5°. Il faut prendre garde de prendre le bain trop chaud, ou de boire les eaux trop chaudes ; mais on ne peut faire de regles précises à ce sujet ; la chaleur externe ou interne que cette pratique causeroit dans le corps, produiroit un mouvement d’expansion trop violent dans le sang & dans les humeurs, ce qui ne manqueroit pas d’attirer des inflammations, des douleurs de tête, & des constrictions spasmodiques, avec des anxiétés dans les visceres du bas ventre.

6°. Ce n’est pas tout d’approprier les différentes especes d’eaux thermales aux maladies ; il faut avoir égard aux fibres & à la différence de leur tissu : car dans le cas de fibres tendres & délicates, il faut emploier des eaux chaudes douces, émollientes, & qui soient peu actives ; cela a sur-tout lieu pour les eaux dures que l’on emploie dans les bains, comme leur pression est violente, elles produiroient des effets dangereux pour les entrailles.
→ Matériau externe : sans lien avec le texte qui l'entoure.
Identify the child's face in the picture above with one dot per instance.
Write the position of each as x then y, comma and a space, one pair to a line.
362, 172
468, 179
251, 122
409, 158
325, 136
C’est ainsi qu’entre les plus fameuses eaux thermales, celles d’Aix-la-chapelle sont les plus fortes & les plus purgatives, de sorte qu’elles ne conviennent qu’à des estomacs capables d’en supporter la chaleur & le dégoût. Les eaux de Bourbon tiennent le milieu entre ces premieres & celles de Bath ; elles sont moins chaudes, moins degoûtantes & moins purgatives. Celles de Bath contiennent moins de soufre & plus de feu que les deux autres ; elles ne purgent point, à moins qu’on ne les prenne avec trop de précipitation, ou en trop grande quantité.